Quienes toman la portada en el catálogo de anomalías son aquellos en condición de calle, la cual en gran medida es resultado de la insuficiente asistencia institucional a las personas con problemas mentales, en condición de pobreza extrema, adicción, abandono, así como del alto costo de la vida, en particular la renta residencial. Diezmada, por anulación de sus artículos prescriptivos en el año de 1994 por la Sala Constitucional, la Ley de Vagancia tipificaba como delincuentes, en una de sus versiones primordiales, a aquellos que “… sin ejercer oficio ni poseer bienes ni renta alguna, vivan sin que puedan justificar los medios lícitos y honestos de que subsisten”.

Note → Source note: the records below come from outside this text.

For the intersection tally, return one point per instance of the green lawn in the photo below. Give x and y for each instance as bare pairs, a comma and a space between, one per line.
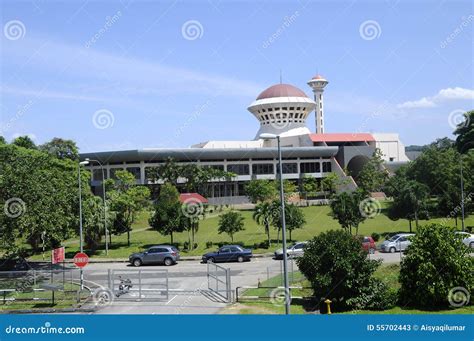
317, 217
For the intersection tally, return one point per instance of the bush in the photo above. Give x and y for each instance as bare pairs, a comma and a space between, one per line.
375, 236
436, 262
338, 269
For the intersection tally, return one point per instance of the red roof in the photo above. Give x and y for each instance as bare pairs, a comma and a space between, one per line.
347, 137
282, 90
192, 198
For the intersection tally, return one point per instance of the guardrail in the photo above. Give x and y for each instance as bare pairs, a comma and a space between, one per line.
256, 297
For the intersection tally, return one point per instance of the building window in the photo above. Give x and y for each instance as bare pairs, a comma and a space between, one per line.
239, 169
219, 167
288, 168
326, 167
113, 171
262, 168
97, 174
135, 171
310, 167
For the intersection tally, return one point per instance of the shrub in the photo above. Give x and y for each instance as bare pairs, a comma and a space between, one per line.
375, 236
436, 262
338, 269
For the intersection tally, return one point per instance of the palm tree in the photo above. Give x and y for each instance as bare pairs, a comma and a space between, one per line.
265, 214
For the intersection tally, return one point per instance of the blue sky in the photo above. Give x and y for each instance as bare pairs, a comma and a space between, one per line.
140, 74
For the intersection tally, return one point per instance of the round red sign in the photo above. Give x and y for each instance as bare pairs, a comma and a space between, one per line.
81, 259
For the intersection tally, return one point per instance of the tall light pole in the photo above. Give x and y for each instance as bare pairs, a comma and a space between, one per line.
105, 208
462, 183
83, 163
283, 223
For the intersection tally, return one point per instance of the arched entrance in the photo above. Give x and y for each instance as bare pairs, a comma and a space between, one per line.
356, 164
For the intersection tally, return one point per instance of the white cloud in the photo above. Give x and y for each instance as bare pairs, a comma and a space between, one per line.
117, 75
448, 94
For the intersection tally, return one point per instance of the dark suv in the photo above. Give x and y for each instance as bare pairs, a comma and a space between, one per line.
159, 254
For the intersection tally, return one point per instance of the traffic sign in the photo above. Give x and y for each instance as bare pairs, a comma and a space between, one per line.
57, 256
81, 259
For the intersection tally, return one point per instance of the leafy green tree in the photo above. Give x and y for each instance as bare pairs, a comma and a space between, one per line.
260, 190
294, 218
436, 263
61, 148
329, 183
168, 217
338, 269
231, 222
465, 133
410, 202
25, 142
265, 214
373, 175
346, 209
126, 200
38, 196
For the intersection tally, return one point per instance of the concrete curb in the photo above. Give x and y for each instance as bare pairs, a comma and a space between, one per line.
125, 260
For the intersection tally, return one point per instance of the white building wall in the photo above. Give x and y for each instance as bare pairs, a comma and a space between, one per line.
391, 147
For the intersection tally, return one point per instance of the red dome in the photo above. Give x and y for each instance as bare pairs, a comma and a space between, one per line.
282, 90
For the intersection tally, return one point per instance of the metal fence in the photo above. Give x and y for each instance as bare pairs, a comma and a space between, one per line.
40, 287
274, 273
139, 285
218, 281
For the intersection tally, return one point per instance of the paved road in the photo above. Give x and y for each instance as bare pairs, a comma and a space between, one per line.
188, 284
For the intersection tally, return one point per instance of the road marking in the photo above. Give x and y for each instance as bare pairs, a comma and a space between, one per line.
171, 299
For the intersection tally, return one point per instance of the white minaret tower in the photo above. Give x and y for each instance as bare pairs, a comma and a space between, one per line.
318, 83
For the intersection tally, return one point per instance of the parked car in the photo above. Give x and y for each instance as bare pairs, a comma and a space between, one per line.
397, 243
467, 238
368, 244
159, 254
295, 250
228, 253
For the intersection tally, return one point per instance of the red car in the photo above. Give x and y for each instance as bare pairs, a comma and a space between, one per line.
368, 244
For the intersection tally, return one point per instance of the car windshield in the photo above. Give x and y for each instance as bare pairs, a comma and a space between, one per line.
394, 238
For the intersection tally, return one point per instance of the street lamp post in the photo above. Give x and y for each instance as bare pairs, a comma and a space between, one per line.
105, 208
462, 183
283, 222
83, 163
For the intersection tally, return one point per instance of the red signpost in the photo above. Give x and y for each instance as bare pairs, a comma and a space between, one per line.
57, 256
81, 259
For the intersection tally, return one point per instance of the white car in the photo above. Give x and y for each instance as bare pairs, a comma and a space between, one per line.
467, 238
295, 250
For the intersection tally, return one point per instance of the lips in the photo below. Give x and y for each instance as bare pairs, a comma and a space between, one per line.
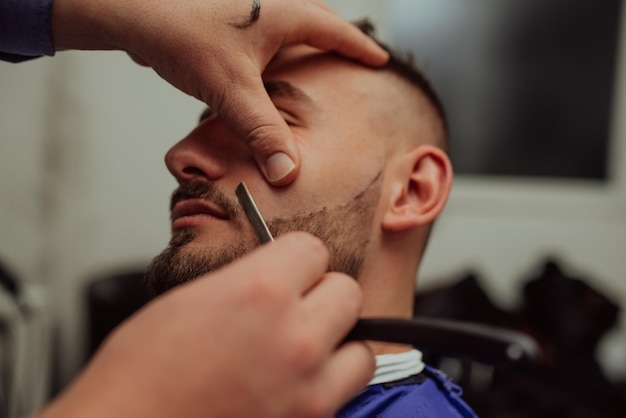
186, 210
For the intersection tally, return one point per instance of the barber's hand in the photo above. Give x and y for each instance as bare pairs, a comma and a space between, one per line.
259, 338
215, 50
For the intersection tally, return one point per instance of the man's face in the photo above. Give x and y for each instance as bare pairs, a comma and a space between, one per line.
333, 109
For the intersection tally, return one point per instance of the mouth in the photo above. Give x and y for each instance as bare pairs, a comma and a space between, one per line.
190, 212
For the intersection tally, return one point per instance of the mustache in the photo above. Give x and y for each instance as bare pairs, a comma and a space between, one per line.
207, 191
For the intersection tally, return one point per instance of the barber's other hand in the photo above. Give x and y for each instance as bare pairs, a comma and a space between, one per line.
259, 338
214, 51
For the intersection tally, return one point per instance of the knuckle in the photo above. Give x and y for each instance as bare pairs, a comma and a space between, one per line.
261, 138
304, 352
317, 406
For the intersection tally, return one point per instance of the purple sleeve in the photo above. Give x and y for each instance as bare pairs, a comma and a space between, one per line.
25, 29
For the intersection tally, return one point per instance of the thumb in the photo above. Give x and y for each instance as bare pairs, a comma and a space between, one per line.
251, 113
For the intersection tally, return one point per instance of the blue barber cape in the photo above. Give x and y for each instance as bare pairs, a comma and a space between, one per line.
427, 394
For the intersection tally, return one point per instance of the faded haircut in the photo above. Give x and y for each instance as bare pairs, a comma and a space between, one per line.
403, 65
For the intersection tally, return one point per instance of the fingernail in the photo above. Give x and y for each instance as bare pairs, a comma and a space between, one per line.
278, 166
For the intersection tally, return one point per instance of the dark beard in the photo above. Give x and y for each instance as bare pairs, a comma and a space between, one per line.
344, 229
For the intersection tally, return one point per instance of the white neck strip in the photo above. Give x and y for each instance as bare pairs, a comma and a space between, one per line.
392, 367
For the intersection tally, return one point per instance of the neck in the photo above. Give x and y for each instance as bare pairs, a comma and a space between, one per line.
388, 282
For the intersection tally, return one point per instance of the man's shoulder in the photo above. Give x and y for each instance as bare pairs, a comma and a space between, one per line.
429, 393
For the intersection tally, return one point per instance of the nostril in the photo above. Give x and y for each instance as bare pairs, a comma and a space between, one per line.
192, 171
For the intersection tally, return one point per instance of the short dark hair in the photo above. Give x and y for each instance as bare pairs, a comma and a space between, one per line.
403, 64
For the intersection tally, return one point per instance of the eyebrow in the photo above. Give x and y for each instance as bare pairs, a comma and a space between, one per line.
278, 88
282, 88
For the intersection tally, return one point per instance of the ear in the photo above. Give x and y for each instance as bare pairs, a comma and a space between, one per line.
420, 189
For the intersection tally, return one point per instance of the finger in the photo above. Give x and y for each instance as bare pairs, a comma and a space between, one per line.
335, 304
247, 108
330, 32
345, 374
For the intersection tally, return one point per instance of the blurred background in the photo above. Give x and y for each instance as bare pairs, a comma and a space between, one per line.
534, 92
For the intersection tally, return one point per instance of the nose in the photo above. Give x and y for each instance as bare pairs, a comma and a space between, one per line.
204, 153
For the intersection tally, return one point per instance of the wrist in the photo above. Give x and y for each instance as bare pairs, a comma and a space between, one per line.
85, 25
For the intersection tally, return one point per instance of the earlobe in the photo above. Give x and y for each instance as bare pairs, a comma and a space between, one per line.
421, 189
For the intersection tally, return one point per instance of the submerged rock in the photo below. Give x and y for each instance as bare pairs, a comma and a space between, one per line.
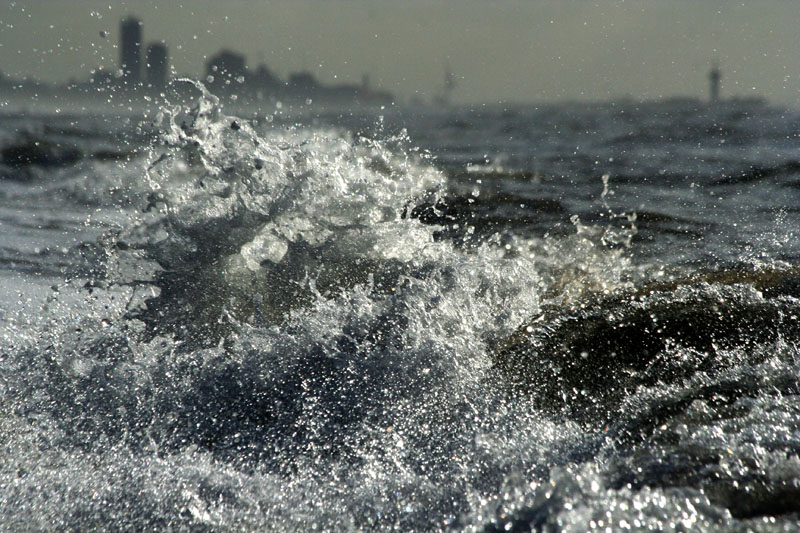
583, 359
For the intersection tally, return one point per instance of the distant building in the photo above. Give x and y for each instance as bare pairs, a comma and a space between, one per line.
714, 78
157, 65
225, 68
130, 49
302, 82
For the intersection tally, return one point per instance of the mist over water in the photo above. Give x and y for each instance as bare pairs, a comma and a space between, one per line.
561, 318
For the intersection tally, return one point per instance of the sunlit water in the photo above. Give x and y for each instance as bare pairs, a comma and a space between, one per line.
488, 319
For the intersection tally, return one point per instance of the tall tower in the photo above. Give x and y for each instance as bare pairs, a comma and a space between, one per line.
157, 65
130, 49
714, 78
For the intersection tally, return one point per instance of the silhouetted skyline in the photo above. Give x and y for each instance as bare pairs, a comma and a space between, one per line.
517, 50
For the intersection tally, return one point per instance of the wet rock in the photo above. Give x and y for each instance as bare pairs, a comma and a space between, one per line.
584, 358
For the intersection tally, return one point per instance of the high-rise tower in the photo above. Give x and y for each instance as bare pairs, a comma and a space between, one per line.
714, 78
130, 49
157, 65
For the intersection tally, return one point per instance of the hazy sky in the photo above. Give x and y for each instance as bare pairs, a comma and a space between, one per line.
499, 50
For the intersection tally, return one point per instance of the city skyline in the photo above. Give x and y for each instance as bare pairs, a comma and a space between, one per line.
512, 51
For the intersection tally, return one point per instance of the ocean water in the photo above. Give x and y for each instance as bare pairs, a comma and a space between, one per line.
568, 317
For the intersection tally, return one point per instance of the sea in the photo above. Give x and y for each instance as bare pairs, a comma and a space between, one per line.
559, 317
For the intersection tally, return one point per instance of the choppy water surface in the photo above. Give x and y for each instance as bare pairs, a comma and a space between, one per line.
490, 319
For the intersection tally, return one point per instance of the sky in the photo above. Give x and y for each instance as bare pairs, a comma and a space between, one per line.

Pero “el derecho penal de culpabilidad pretende que la responsabilidad penal –como un todo– esté directamente relacionada con la conducta del sujeto activo; se es responsable por lo que se hizo (por la acción) y no por lo que se es. Sancionar al hombre por lo que es y no por lo que hizo, quiebra el principio fundamental de garantía que debe tener el derecho penal en una democracia. El desconocerle el derecho a cada ser humano de elegir como ser (ateniéndose a las consecuencias legales, por supuesto), y a otros que no pueden elegir el ser como son, es ignorar la realidad social y humana y principios básicos de libertad.” (Sentencia nº 07549 de Sala Constitucional de la Corte Suprema de Justicia, 22 de diciembre de 1994).
Muy a pesar de lo anterior, así como íntima y estructuralmente se insiste en criminalizar la pobreza, en términos de espacio, al habitante de la calle activamente se le resiente su existencia, aunque esta delate un conflicto de alternativas: no se puede negar el espacio público a quien no tiene otra opción. Su visibilidad incomoda, porque pone en evidencia sus carencias, las de quienes los evitan, muy en descrédito de la burbuja del bienestar, y resignifica la acera como un estadio de supervivencia.